17 May 2010 · No Comments

song of the week: Pärlor åt svinen

album of the week: a reference of female-fronted punk rock 1977-89

Anybody who’s known me long enough is doubtless tired of my riff about how what jumpstarts the aging process is when you stop falling in love with new music. It’s a little worrisome that I followed up a spin through the new album from The Alarm (Direct Action; not bad — seemed stronger than Guerilla Tactics) by exhuming some of their ‘84 and ‘85 material (embarrassing as it is, although I know by some objective standards those are not good records — watered-down Clash or U2, depending on which album you pick — they still get my blood pumping).

But I think it’s reasonable to make some exception for older music that you never actually heard before, and that’s what the floating-around-the-internets 12(!)-volume Reference of Female-Fronted Punk 1977-89 is chock full of. I’ve made it through volume 5 so far, and along the way revisited plenty of familiar names (Poison Girls get a special shout-out as a “oh yeah, I need to listen to that album right now!” pick — “Other” still knocks me out.)

What’s primarily amazing about this compilation, though, isn’t the trip-down-memory-lane aspect, it’s the incredible breadth of artists I’d never heard of before. You know the saw about how 25 people bought the first Velvet Underground album and/or the first Big Star album, but they all formed bands? A Reference of Female-Fronted Punk 1977-89 suggests that if a few million people heard The Sex Pistols, a few thousand of them started bands that only 25 people heard. Or maybe heard only for Warhol’s fifteen minutes. There are plenty of underexposed English-singing artists from the US and the UK, but what knocks me out about the selection as a whole is its polylingual and global scope.

My absolute favorite find so far is Sweden’s Fega Påhopp (”Cowardly Attack,” if I can trust the Internets) who apparently only released this one stunning single.
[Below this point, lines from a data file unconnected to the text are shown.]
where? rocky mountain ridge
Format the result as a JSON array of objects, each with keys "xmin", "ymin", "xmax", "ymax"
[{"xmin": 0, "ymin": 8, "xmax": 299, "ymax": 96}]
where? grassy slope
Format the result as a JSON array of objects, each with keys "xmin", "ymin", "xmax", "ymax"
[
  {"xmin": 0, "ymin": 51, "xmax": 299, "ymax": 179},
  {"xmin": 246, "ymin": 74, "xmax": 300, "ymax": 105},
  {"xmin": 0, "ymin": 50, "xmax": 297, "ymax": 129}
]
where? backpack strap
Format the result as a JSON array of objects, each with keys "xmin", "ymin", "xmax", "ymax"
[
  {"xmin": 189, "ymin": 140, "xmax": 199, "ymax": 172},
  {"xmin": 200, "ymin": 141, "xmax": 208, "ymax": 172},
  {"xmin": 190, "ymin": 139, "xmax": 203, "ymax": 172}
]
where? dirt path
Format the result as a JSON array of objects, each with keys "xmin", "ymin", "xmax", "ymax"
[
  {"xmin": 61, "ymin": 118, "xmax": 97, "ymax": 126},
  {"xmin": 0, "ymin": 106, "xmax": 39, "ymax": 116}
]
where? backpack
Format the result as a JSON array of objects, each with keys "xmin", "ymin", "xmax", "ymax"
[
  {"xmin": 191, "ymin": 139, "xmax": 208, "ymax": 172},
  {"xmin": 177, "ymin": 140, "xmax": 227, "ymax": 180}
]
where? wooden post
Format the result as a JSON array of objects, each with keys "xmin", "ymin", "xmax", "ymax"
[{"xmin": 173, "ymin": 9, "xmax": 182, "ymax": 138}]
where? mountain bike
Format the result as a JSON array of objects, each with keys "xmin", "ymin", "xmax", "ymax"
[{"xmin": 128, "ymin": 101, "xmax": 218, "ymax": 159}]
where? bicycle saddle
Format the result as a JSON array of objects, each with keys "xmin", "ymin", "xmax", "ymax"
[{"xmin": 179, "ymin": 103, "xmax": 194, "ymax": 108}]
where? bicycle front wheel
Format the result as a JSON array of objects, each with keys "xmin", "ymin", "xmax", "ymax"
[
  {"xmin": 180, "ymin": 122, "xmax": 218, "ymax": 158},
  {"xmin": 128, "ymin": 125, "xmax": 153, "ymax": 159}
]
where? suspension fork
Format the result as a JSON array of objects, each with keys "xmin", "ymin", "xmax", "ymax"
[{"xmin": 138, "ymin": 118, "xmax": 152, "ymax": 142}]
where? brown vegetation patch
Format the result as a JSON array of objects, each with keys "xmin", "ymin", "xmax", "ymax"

The B-side “Hålla masken” is swell enough stuff, but the A-side, “Pärlor åt svinen” (confusingly mislabeled as “Hålla masken” by A Reference of Female-Fronted Punk 1977-89) is the stunner. It starts out rather unassumingly (if I were splitting genre hairs I’d call Fega Påhopp “postpunk”; certainly not hardcore) but midway through the song takes a hard left turn and accelerates into deep uncharted waters. The vocal performance is flat-out amazing — I was reminded of the first time Kristin Hersh curdled my blood with “Hate My Way,” and Screamin’ Jay Hawkins demented utterances in “I Put A Spell on You.” And I played it again, and again, and again.

Just so you don’t think Ive become a helpless fuddy-duddy, I did listen to some new stuff this past week, with Male Bonding (cue the Pitchfork hype-cycle backlash in three … two … one … but I thought this was solid, if every safe) and, especially, Effi Briest at the top of the heap.

p.s. If I listen to a lotta Ronne James Dio this week, that ain’t about nostalgia, that’s about paying respect.